Selalu begitu. Setiap kali hujan turun aku menikmati rutinitas yang menurutku menyenangkan. Menatapnya diam-diam adalah ketenangan. Ia masih setia dengan payung kuningnya. Pandangannya menatap nanar ke depan. Entahlah, mungkin ia memang benar-benar menunggu bus untuk pulang. Pernah ia melirikku sekilas lalu ia menunduk dan melanjutkan langkahnya lagi dengan ringan. Meski sebentar, lirikan dari bola mata bening itu membawa efek yang luar biasa untukku. Membuat detak jantungku menjadi tak teratur.
Aku masih menantinya dari sini, tempat di mana aku bisa memandangnya dengan jelas. Tapi, sosok yang kunanti hadirnya belum juga terlihat. Apa mungkin ia tak lewat jalan ini kali ini? Atau karena ia tahu, aku selalu memandanginya? Mungkinkah ia takut padaku? Kubuang saja perasaan-perasaan tak berguna itu. Aku masih ingin menunggunya.
Aku melirik jam di tanganku. Rupanya aku sudah duduk di sini selama satu jam. Namun orang yang kutunggu belum juga muncul. Aku kecewa kali ini. Aku berdiri dengan lemas, lalu melangkah untuk pergi dari tempat ini.
Ah, gadis di bawah payung kuning itu. Tak sadarkah ia, sosok pria yang mengintipnya diam-diam, mencandu wajahnya dan selalu jatuh cinta kerap melihatnya?
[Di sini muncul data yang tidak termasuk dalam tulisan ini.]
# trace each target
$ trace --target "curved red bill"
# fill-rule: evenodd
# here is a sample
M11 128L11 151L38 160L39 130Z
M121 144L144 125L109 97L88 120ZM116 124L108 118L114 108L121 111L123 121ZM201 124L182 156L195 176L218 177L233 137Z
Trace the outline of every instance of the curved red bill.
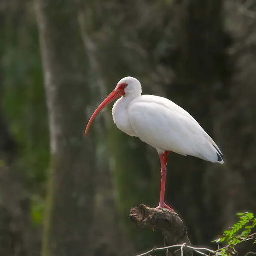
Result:
M96 117L96 116L105 107L106 107L113 101L115 100L118 98L119 98L121 96L122 96L124 94L123 90L120 90L118 89L115 89L101 103L99 106L97 108L96 110L94 111L94 113L93 114L93 115L91 116L90 119L86 128L85 129L85 131L84 132L84 135L87 135L88 134L88 131L90 125L91 125L93 119Z

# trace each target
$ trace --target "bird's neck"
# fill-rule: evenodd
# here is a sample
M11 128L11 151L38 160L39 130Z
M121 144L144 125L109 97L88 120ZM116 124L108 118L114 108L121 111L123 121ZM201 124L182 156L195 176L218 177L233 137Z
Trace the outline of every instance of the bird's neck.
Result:
M122 131L131 136L135 136L129 121L128 109L131 102L137 97L122 96L114 104L112 116L114 122Z

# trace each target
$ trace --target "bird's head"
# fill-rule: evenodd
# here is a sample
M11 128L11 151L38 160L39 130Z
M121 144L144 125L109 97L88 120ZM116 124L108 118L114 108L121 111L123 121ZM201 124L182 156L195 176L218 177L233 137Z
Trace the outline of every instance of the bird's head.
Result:
M140 81L132 76L122 78L117 83L115 90L122 91L124 96L132 96L134 98L140 96L142 91Z
M87 135L89 128L96 116L108 104L121 96L130 96L133 98L141 94L141 86L139 80L131 76L122 78L118 83L113 91L105 99L97 108L90 118L84 132Z

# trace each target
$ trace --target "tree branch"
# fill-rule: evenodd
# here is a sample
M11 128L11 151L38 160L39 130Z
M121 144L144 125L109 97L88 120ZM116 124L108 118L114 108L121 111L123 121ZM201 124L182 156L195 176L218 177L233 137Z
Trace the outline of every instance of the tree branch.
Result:
M181 256L181 254L183 256L192 256L186 228L177 213L166 209L153 209L140 204L131 209L129 217L139 227L154 227L163 230L164 244L166 247L152 249L140 256L164 250L168 250L167 256ZM177 250L177 247L182 250Z

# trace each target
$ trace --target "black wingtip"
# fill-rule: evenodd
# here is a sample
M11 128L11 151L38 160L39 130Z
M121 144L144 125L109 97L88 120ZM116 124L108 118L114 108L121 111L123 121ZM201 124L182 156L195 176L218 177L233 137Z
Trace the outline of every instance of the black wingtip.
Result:
M217 156L218 157L218 162L221 162L222 161L222 158L221 157L218 153L216 153L217 154Z
M218 152L220 154L221 157L221 158L223 158L223 155L221 153L220 151L213 145L212 144L212 145L215 148L215 149L218 151Z

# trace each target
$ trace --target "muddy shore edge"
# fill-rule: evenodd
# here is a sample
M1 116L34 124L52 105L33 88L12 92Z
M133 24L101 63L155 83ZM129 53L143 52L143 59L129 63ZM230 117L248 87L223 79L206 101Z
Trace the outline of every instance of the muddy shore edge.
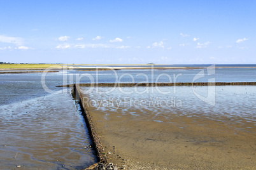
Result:
M97 159L98 159L98 162L90 166L89 167L86 167L84 169L120 169L112 163L108 163L106 153L104 152L104 148L101 145L99 135L97 134L95 126L92 122L92 119L90 118L90 114L87 111L85 103L83 101L82 92L79 84L75 84L73 86L73 93L74 93L73 95L75 96L76 101L77 101L81 106L82 112L83 113L82 115L83 116L88 128L94 147L96 152Z

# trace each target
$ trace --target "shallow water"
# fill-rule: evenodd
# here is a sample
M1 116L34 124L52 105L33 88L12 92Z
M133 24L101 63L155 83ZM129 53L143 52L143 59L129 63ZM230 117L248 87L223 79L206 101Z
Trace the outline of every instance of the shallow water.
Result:
M0 167L77 169L96 160L83 117L71 94L0 106Z
M217 86L213 97L206 86L112 89L82 88L114 162L131 169L255 167L256 86Z

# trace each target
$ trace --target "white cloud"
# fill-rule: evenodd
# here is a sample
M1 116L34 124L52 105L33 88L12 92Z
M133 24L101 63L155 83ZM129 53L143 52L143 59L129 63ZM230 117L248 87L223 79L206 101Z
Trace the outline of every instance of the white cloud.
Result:
M153 47L161 47L161 48L164 48L164 42L162 42L162 41L160 41L159 43L157 43L157 42L155 42L155 43L153 43L153 44L152 44L152 46Z
M206 48L207 46L211 43L209 41L206 42L204 43L201 44L199 43L197 43L197 46L196 47L196 48Z
M110 48L110 46L103 44L80 44L74 46L75 48Z
M29 49L29 48L26 47L26 46L18 46L18 47L15 48L15 49Z
M75 45L75 46L74 46L74 47L77 48L85 48L85 44Z
M0 36L0 42L11 43L17 46L22 45L22 39L20 37L13 37Z
M110 43L122 42L123 40L120 38L115 38L115 39L110 40Z
M58 38L59 41L68 41L68 39L70 38L70 37L68 37L68 36L60 36Z
M248 49L248 47L239 47L239 49Z
M243 41L246 41L246 40L248 40L248 39L247 39L247 38L239 39L236 41L236 43L239 43L243 42Z
M181 37L187 37L190 36L188 34L182 34L182 33L180 33L180 35L181 36Z
M131 46L122 46L117 47L117 48L118 48L118 49L125 49L125 48L131 48Z
M81 40L83 40L83 37L80 37L80 38L77 38L77 39L76 39L76 40L77 40L77 41L81 41Z
M92 40L99 40L99 39L103 39L103 37L97 36L95 38L93 38Z
M71 48L70 45L59 45L55 48L57 49L66 49Z

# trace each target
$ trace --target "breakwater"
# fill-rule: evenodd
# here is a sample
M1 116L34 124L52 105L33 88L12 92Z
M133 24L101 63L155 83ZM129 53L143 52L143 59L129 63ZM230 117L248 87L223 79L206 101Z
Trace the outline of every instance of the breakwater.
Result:
M134 87L134 86L255 86L256 82L138 82L138 83L79 83L57 86L73 88L76 85L83 87Z
M90 115L86 108L85 102L83 102L82 93L81 92L80 84L74 84L73 93L75 93L76 100L78 101L81 105L81 109L83 112L82 115L85 120L87 125L92 142L96 150L96 155L99 162L106 163L107 160L104 154L104 148L102 146L99 136L96 133L94 125L92 122Z

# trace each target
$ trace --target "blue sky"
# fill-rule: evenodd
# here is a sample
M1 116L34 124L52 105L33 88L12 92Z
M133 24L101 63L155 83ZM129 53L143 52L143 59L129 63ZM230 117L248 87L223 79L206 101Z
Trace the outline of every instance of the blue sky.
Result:
M256 1L0 4L0 62L256 63Z

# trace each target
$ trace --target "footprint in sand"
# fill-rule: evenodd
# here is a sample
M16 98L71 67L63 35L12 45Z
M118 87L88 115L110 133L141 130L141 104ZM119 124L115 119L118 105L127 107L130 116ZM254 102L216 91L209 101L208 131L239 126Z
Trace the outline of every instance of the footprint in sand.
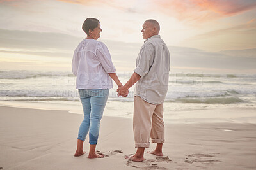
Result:
M126 163L126 165L134 167L136 168L140 168L141 169L161 169L161 170L166 170L168 169L164 167L159 166L155 162L172 162L171 160L170 160L168 157L157 157L156 160L155 159L148 159L145 160L143 162L133 162L131 160L128 160Z
M156 159L157 160L157 162L166 162L168 163L172 162L172 160L170 160L168 156L165 157L156 157Z
M192 164L193 162L200 162L204 164L212 164L215 162L220 162L221 161L213 159L215 157L214 155L220 154L218 153L212 153L212 155L206 153L195 153L191 155L185 155L188 157L193 157L193 160L189 160L188 158L186 158L184 162ZM212 158L212 159L207 159L209 158Z
M99 150L96 150L96 151L95 151L95 153L98 153L99 155L103 155L103 157L102 157L102 158L106 158L106 157L109 157L108 155L103 154L103 153L99 151Z
M123 153L123 152L120 150L113 150L113 151L109 151L108 152L109 152L110 153L111 153L112 155L115 155L117 153Z

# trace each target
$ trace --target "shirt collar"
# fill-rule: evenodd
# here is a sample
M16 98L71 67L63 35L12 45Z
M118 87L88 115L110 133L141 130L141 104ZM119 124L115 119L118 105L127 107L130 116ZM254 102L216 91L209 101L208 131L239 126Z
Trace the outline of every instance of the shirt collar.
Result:
M160 38L160 35L154 35L152 36L152 37L148 38L148 39L145 39L144 41L144 43L145 43L147 41L148 41L148 39L151 39L151 38Z

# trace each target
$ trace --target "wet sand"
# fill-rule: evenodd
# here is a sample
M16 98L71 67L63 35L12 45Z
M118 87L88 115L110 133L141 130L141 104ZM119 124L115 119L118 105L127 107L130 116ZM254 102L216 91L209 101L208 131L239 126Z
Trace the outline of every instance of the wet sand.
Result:
M124 159L136 151L132 120L115 117L100 124L97 150L106 157L73 157L82 120L68 111L0 106L0 169L256 169L255 124L166 124L164 156L146 153L133 162ZM88 139L84 146L88 152Z

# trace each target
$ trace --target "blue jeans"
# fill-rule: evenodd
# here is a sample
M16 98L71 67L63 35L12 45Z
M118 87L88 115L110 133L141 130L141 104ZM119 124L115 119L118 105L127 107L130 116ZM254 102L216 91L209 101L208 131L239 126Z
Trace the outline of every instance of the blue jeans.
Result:
M98 142L100 122L107 103L109 89L78 89L84 111L77 139L84 141L89 132L89 143Z

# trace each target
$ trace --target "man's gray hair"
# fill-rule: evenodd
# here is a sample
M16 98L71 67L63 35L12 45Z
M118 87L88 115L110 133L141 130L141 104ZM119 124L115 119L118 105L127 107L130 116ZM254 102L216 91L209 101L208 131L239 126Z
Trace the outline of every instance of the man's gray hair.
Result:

Aku mengeluh dalam diam dan membayangkan andai saja ada keberanian yang menguatkanku, lantas akan kusapa ia dengan lembut. Lalu kita bisa duduk berdua.
Lamunanku buyar saat aku melihat betapa banyaknya orang yang berkumpul di pinggir jalan. Mungkinkah ada sesuatu di balik kerumunan tersebut? Aku ragu. Tadinya aku berniat untuk tidak melihat apa yang sedang terjadi di sana. Namun, ada satu yang membuat langkahku untuk berhenti, di sini, di dekat payung yang biasa ia bawa.
Aku tertegun. Mengapa ia meninggalkan payung kesayangannya ini? Kemana ia pergi? Aku mengambil payung kuning tersebut dan berjalan sedikit ke arah kerumunan.
Dan aku tersentak kaget. Gadis yang kutunggu sedari tadi kini telah berada di hadapanku, berada tepat di bawahku. Terkulai diam tak bergerak dengan tubuh bersimbah darah.
Tanpa wajah teduh yang selalu kutahu. Tanpa payung kuningnya itu.
“Aku mencintaimu. Tapi ternyata Tuhan lebih cinta lagi…” lirihku. Lalu dunia ini lebih gelap dari yang aku kira.